Image Manipulation with Perceptual Discriminators

Abstract

Systems that perform image manipulation using deep convolutional networks have achieved remarkable realism. Perceptual losses and losses based on adversarial discriminators are the two main classes of learning objectives behind these advances. In this work, we show how these two ideas can be combined in a principled and non-additive manner for unaligned image translation tasks. This is accomplished through a special architecture of the discriminator network inside generative adversarial learning framework. The new architecture, that we call a \textit{perceptual discriminator}, embeds the convolutional parts of a pre-trained deep classification network inside the discriminator network. The resulting architecture can be trained on unaligned image datasets, while benefiting from the robustness and efficiency of perceptual losses.

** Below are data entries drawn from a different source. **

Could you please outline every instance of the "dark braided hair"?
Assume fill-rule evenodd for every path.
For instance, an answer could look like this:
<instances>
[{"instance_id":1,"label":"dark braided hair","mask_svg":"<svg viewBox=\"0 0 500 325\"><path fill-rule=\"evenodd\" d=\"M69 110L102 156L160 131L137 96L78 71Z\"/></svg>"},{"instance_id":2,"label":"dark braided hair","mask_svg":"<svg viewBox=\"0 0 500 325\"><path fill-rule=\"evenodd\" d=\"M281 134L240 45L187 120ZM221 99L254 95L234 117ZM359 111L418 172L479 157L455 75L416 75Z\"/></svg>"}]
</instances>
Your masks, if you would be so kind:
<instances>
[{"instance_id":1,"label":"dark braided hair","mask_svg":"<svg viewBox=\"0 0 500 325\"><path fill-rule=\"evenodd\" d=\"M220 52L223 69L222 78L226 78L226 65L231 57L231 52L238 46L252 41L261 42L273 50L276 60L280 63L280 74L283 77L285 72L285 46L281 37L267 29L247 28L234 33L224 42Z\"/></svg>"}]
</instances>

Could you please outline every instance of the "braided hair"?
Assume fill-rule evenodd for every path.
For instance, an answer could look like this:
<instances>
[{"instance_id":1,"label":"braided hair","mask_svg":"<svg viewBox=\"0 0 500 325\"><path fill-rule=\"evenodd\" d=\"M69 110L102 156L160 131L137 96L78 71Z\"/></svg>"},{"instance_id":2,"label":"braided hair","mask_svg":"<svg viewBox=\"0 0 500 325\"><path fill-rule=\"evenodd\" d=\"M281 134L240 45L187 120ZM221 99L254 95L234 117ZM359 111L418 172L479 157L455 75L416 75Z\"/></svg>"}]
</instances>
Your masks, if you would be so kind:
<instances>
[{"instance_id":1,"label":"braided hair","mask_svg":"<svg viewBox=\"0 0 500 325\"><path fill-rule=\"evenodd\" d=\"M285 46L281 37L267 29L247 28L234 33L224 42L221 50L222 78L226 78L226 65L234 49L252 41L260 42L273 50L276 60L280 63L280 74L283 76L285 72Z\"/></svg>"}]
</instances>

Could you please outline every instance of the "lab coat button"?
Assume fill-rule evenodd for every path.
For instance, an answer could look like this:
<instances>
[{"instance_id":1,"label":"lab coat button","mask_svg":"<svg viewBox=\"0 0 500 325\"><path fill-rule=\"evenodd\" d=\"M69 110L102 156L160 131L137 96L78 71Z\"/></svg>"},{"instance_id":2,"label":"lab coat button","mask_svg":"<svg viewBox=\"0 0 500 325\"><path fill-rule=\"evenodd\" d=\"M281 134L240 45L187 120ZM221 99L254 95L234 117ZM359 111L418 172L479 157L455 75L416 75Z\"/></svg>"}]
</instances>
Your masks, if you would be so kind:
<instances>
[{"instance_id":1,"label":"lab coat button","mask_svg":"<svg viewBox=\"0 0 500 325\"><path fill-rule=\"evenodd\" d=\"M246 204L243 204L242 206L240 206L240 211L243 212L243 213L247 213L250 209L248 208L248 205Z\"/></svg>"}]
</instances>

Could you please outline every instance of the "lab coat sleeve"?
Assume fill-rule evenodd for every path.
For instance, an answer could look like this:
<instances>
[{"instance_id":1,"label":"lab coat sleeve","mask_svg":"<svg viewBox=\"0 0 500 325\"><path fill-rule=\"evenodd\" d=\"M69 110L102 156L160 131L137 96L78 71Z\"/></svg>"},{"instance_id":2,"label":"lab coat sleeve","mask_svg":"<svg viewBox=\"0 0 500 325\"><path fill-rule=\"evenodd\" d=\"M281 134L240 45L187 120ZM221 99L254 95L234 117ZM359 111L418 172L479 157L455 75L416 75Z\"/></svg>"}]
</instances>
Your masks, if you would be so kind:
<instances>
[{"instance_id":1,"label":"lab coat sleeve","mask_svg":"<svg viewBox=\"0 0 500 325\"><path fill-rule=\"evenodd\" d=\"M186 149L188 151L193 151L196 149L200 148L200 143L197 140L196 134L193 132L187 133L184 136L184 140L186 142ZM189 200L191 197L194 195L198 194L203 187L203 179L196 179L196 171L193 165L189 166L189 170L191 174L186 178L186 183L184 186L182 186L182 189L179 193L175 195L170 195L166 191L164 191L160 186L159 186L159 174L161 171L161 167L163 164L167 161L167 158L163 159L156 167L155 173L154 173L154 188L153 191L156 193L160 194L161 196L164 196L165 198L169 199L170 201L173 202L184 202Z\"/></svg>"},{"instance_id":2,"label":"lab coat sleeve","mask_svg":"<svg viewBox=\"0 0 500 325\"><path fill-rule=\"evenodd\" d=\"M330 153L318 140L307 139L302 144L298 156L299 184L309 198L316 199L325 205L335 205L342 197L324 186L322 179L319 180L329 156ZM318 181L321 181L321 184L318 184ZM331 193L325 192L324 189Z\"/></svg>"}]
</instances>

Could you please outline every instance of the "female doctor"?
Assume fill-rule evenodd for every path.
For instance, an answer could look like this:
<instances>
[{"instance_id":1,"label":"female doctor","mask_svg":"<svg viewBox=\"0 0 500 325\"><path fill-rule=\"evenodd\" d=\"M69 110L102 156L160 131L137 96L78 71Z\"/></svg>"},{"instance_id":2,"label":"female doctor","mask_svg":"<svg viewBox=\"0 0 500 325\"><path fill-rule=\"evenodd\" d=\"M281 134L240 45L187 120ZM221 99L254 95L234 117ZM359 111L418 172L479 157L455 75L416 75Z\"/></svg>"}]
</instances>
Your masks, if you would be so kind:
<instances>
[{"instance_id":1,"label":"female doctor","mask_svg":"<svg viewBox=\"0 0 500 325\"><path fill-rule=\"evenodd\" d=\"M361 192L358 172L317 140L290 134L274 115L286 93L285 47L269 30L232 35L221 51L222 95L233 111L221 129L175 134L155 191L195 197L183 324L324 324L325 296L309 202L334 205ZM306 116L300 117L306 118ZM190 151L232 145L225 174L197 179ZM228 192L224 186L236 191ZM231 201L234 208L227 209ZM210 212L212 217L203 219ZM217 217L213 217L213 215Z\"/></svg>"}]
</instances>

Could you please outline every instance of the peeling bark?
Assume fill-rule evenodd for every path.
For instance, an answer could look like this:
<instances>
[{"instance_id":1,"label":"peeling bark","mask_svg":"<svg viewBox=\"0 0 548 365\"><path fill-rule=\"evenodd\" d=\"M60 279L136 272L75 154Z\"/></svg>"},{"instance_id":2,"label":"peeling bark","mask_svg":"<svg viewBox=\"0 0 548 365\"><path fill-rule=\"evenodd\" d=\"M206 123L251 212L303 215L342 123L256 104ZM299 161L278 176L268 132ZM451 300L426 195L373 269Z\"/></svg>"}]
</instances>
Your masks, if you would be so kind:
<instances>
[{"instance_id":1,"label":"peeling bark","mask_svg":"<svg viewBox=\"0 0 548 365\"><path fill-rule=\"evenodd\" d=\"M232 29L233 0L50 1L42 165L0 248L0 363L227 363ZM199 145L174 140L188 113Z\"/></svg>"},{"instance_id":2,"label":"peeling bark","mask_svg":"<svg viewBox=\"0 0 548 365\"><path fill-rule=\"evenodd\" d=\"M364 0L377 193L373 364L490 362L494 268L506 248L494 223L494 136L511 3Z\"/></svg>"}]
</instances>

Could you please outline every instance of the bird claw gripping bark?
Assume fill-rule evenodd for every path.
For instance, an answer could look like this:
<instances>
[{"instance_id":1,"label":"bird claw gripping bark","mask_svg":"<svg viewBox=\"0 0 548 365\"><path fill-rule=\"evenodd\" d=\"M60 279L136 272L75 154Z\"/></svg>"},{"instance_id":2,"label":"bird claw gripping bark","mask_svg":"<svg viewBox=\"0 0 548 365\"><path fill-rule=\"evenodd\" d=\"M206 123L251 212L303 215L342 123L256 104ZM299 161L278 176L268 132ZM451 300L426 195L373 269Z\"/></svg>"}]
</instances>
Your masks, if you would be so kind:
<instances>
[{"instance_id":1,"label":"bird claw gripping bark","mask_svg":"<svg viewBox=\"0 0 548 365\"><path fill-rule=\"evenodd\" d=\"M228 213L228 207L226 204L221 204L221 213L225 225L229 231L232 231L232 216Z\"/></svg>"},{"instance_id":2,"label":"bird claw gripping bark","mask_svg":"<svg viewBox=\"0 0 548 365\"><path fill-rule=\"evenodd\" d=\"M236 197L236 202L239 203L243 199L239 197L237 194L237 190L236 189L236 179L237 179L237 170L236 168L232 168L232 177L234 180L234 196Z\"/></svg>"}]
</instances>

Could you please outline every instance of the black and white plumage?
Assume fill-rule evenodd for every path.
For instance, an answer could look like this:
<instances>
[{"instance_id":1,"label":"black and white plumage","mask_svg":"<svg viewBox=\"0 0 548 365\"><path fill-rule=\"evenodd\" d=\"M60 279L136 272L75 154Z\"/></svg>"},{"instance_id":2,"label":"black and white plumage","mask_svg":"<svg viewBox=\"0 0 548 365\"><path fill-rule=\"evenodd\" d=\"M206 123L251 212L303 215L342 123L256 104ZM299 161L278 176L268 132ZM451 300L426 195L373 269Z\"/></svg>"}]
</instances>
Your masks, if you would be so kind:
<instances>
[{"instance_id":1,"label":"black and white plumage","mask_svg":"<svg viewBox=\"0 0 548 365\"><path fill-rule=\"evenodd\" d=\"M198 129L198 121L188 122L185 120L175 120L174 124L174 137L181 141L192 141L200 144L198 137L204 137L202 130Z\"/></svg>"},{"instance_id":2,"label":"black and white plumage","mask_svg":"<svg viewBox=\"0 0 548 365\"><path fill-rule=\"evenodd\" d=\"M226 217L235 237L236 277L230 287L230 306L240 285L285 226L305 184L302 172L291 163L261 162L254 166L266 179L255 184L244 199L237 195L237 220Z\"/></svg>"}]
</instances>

We demonstrate the merits of the new architecture in a series of qualitative and quantitative comparisons with baseline approaches and state-of-the-art frameworks for unaligned image translation.

Main idea

Generative adversarial networks have shown impressive results in photorealistic image synthesis. The model includes a generative network $G$ trained to produce samples $y \sim p_\text{fake}(y)$ that match target distribution $p_\text{real}(y)$ in the data space $\mathcal Y$, and a discriminator network $D$ that is trained to distinguish whether the input is real or generated by $G$. The two networks optimize the policy function $V(D, G)$: \begin{equation*} \min_{G} \max_{D}\ V(D, G) \label{eq:gan} \end{equation*} where $V(D, G)$ is usually chosen so that $\max_{D} V(D, G)$ evaluates to the divergence between distributions $p_\text{real}(y)$ and $p_\text{fake}(y)$.

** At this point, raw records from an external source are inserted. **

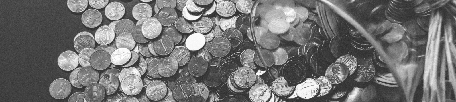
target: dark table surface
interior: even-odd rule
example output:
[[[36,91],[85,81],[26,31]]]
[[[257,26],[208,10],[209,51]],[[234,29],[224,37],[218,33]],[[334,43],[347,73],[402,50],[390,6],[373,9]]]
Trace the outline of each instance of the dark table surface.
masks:
[[[155,1],[148,4],[153,7]],[[137,21],[131,12],[139,0],[109,0],[113,1],[124,5],[123,19]],[[65,51],[76,52],[73,44],[76,34],[87,31],[94,34],[98,27],[84,26],[83,13],[70,11],[66,0],[3,0],[1,4],[0,102],[67,102],[69,96],[57,100],[49,94],[52,81],[68,80],[71,73],[60,69],[57,58]],[[112,20],[106,17],[104,9],[98,10],[104,18],[100,26],[109,24]],[[83,89],[73,87],[71,94]]]

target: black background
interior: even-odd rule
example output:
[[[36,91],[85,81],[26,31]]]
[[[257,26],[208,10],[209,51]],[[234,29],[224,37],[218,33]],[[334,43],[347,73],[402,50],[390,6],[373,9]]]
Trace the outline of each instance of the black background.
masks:
[[[156,1],[147,3],[153,9]],[[139,0],[109,0],[113,1],[125,7],[122,19],[136,22],[132,10]],[[60,69],[57,58],[65,51],[76,52],[73,39],[78,33],[94,34],[98,27],[84,26],[81,20],[83,12],[71,12],[66,0],[0,3],[0,102],[67,102],[69,96],[57,100],[49,94],[51,83],[57,78],[68,80],[71,72]],[[92,8],[89,5],[86,10]],[[104,18],[98,27],[109,25],[112,20],[106,17],[104,9],[98,10]],[[83,89],[73,87],[71,94]]]

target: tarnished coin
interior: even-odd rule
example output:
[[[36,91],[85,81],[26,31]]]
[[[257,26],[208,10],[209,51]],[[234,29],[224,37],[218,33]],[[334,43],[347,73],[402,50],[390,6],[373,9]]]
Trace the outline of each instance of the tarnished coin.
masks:
[[[217,3],[215,10],[223,17],[230,17],[236,13],[236,5],[229,0],[222,0]]]
[[[162,25],[170,26],[174,24],[177,19],[177,13],[172,8],[164,7],[161,9],[154,17],[157,18]]]
[[[189,35],[185,42],[186,47],[191,51],[200,50],[205,44],[206,37],[200,33],[194,33]]]
[[[130,96],[138,94],[142,89],[142,80],[137,75],[129,74],[121,81],[121,87],[125,94]]]
[[[193,31],[193,29],[192,27],[192,23],[185,20],[185,19],[183,17],[177,18],[175,24],[177,30],[182,33],[190,33]]]
[[[192,58],[188,62],[188,71],[190,75],[196,77],[202,76],[207,70],[207,61],[200,56]]]
[[[100,84],[104,87],[106,90],[107,95],[111,95],[117,91],[119,88],[119,78],[114,74],[108,73],[101,76],[100,78]]]
[[[375,74],[373,64],[365,60],[358,60],[358,69],[355,73],[353,80],[359,83],[366,83],[372,79]]]
[[[348,76],[349,73],[348,68],[345,63],[335,62],[326,69],[325,75],[331,79],[333,84],[337,84],[345,81]]]
[[[229,53],[231,49],[230,44],[228,39],[223,37],[214,38],[211,41],[210,52],[215,57],[223,57]]]
[[[202,17],[199,20],[192,23],[192,26],[193,30],[197,33],[207,33],[212,29],[212,20],[207,17]]]
[[[166,55],[171,53],[174,48],[174,42],[171,37],[167,35],[161,35],[157,39],[153,42],[153,48],[155,52],[160,55]]]
[[[119,21],[114,27],[114,32],[118,35],[124,32],[131,34],[133,32],[135,23],[131,20],[124,19]],[[116,39],[117,40],[117,39]]]
[[[72,12],[80,13],[85,10],[88,5],[87,0],[67,0],[67,6]]]
[[[172,96],[174,99],[179,102],[184,102],[185,99],[191,95],[194,94],[194,89],[192,84],[186,81],[176,83],[172,91]]]
[[[141,27],[143,35],[148,39],[154,39],[161,33],[161,24],[155,17],[149,18],[143,22]]]
[[[78,54],[72,51],[63,52],[58,56],[57,63],[60,68],[65,71],[72,70],[78,67]]]
[[[172,57],[163,58],[158,65],[158,73],[164,77],[170,77],[177,72],[177,60]]]
[[[345,64],[345,65],[348,67],[348,71],[350,73],[348,75],[351,75],[352,74],[355,73],[355,71],[356,70],[357,68],[358,67],[358,62],[357,61],[358,60],[356,59],[356,58],[355,58],[354,56],[352,55],[346,54],[337,58],[336,62],[343,63]]]
[[[124,15],[125,15],[125,7],[119,2],[109,3],[104,9],[104,15],[111,20],[119,20],[124,17]]]
[[[145,94],[147,97],[152,101],[157,101],[161,100],[166,95],[168,88],[165,83],[160,80],[153,80],[147,84],[145,88]]]
[[[104,70],[111,65],[111,55],[104,50],[95,51],[90,57],[90,65],[95,69]]]
[[[89,2],[91,0],[89,0]],[[107,1],[107,0],[106,0]],[[100,0],[104,1],[104,0]],[[107,2],[106,3],[107,4]],[[84,26],[89,28],[94,28],[100,25],[103,17],[102,17],[101,13],[95,9],[89,9],[84,12],[81,16],[81,20],[83,22]]]
[[[291,94],[295,91],[295,86],[288,84],[283,77],[274,80],[272,84],[272,92],[279,97],[285,97]]]
[[[62,99],[71,92],[71,84],[67,79],[59,78],[54,80],[49,86],[49,93],[54,98]]]
[[[140,3],[133,7],[132,14],[133,18],[137,20],[143,18],[147,18],[152,17],[154,11],[152,10],[150,5],[145,3]]]
[[[266,102],[272,95],[271,87],[265,83],[258,83],[252,87],[249,97],[253,102]]]

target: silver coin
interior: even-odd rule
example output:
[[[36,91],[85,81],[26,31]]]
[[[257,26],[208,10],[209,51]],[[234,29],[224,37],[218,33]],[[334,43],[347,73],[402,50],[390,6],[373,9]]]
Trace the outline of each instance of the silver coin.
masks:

Converging to good equilibria for any of the proposed GAN games is known to be hard. In general, the performance of the trained generator network crucially depends on the architecture of the discriminator network, that needs to learn meaningful statistics, which are good for matching the target distribution $p_\text{real}$. The typical failure mode of GAN training is when the discriminator does not manage to learn such statistics before being ``overpowered'' by the generator.

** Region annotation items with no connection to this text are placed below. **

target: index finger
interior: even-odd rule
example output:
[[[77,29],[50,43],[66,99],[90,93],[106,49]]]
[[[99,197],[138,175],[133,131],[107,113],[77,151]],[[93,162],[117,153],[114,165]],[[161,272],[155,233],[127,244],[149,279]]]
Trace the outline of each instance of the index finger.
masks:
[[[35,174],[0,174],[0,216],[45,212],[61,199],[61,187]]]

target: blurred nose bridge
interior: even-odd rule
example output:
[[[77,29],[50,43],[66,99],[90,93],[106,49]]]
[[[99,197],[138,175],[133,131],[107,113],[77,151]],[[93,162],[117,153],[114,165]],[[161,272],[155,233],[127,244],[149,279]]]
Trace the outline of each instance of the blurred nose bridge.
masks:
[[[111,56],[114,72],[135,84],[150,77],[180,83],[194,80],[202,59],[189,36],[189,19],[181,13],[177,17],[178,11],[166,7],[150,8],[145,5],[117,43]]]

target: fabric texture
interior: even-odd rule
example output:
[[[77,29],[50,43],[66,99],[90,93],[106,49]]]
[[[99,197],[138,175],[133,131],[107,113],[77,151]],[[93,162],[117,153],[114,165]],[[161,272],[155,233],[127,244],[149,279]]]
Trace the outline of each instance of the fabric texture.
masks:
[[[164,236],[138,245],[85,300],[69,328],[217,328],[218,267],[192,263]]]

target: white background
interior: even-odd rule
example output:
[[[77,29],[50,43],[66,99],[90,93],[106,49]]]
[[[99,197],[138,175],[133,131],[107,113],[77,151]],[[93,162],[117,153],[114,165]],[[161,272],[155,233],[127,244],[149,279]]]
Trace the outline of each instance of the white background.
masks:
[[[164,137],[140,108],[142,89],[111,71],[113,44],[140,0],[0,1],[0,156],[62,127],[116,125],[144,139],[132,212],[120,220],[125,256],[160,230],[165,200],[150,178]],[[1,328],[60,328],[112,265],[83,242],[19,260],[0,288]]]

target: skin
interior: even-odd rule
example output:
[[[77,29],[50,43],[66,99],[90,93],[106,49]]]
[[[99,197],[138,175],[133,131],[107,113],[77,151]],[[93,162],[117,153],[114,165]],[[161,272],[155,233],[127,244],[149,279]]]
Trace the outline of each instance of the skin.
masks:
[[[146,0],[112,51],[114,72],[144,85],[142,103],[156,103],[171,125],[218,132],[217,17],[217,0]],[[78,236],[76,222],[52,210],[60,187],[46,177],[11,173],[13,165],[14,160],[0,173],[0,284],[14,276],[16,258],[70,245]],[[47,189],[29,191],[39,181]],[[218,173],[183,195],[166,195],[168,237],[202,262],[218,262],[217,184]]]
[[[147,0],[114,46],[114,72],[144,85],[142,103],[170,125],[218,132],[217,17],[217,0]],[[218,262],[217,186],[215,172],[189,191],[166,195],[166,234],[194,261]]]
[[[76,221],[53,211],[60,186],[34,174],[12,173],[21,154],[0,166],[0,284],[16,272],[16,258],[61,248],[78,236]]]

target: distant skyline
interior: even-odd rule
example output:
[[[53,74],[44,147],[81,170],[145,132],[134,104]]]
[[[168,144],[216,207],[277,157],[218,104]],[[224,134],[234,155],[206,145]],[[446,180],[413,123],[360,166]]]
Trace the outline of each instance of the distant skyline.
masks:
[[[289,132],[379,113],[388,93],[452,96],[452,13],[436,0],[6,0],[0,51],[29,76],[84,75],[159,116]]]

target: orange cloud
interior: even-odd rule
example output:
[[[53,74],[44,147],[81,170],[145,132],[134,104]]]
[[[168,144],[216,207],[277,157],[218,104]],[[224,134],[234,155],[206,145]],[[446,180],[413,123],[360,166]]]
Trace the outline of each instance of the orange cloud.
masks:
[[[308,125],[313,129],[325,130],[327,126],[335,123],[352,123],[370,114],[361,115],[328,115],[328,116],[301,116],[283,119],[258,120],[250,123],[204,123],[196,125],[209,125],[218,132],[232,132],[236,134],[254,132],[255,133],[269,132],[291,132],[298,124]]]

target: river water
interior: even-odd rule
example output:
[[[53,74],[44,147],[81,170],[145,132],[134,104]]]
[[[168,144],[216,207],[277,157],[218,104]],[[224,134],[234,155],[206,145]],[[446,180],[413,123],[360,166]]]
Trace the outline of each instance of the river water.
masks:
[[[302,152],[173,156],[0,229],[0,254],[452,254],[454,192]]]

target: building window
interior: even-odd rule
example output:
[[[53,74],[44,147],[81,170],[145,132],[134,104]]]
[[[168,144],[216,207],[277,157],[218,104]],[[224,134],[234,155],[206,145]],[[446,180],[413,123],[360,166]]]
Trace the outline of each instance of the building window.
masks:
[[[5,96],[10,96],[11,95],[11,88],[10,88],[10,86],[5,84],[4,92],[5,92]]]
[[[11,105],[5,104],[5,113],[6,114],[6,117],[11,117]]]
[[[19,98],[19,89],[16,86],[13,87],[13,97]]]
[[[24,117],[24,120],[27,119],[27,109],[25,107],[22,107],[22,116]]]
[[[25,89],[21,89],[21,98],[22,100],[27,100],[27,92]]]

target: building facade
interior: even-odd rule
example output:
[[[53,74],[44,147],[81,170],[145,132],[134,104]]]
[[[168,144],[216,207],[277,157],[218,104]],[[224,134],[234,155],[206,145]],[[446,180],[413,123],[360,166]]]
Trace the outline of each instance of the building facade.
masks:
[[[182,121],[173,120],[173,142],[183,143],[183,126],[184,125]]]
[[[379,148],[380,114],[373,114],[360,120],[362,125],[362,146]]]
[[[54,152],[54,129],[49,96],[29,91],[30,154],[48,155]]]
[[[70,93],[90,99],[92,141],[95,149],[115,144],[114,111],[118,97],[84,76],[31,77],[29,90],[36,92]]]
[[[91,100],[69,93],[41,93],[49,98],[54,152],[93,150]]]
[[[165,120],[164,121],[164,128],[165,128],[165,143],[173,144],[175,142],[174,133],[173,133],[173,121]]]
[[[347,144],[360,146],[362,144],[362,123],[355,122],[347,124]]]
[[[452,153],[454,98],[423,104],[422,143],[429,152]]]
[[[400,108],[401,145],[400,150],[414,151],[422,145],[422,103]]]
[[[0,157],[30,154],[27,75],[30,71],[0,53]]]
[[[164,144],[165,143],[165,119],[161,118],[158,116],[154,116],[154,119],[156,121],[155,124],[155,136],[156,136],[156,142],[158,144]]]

Following this line of work, we suggest to base the GAN discriminator $D(y)$ on the perceptual statistics computed by the reference network $F$ on the input image $y$, which can be either real (coming from $p_\text{target}$) or fake (produced by the generator). Our motivation is that a discriminator that uses perceptual features has a better chance to learn good statistics than a discriminator initialized to a random network. For simplicity, we assume that the network $F$ has a chain structure, e.g. $F$ can be presented by VGG.

Consider the subsequent blocks of the convolutional part of the reference network $F$, and denote them as $b_0,b_1,\dots,b_{K-1}$. Each block may include one or more convolutional layers interleaved with non-linearities and pooling operations. Then, the perceptual statistics $\{f_1(y), \dots, f_K(y)\}$ are computed as: \begin{eqnarray*} f_1(y) &=& b_0(y)\\ f_i(y) &=& b_{i-1}(f_{i-1}(y)), \quad i = 2,\dots,K\,, \end{eqnarray*} so that each $f_i(y)$ is a stack of convolutional maps of the spatial dimensions $W_i \times W_i$. The dimension $W_i$ is determined by the preceeding size $W_{i-1}$ as well as by the presence of strides and pooling operations inside $b_i$. In our experiments we use features from consecutive blocks, i.e. $W_i = W_{i-1} / 2$.

Proposed discriminator architecture combines together perceptual statistics using the following computations: \begin{eqnarray*} h_1(y) &=& f_1(y)\\ h_i(y) &=& \texttt{stack}\left[ c_{i-1}(h_{i-1}(y),\phi_{i-1})\,,\, f_i(y) \right], \quad i = 2,\dots,K\,, \label{eq:midlayer} \end{eqnarray*} where stack denotes stacking operation, and the convolutional blocks $c_j$ with learnable parameters $\phi_j$ (for $j = 1,\dots,K-1$) are composed of convolutions, leaky ReLU nonlinearities, and average pooling operations. Each of the $c_j$ blocks thus transforms map stacks of the spatial size $W_j \times W_j$ to map stacks of the spatial size $W_{j+1} \times W_{j+1}$. Thus, the strides and pooling operations inside $c_j$ match the strides and/or pooling operations inside $b_j$.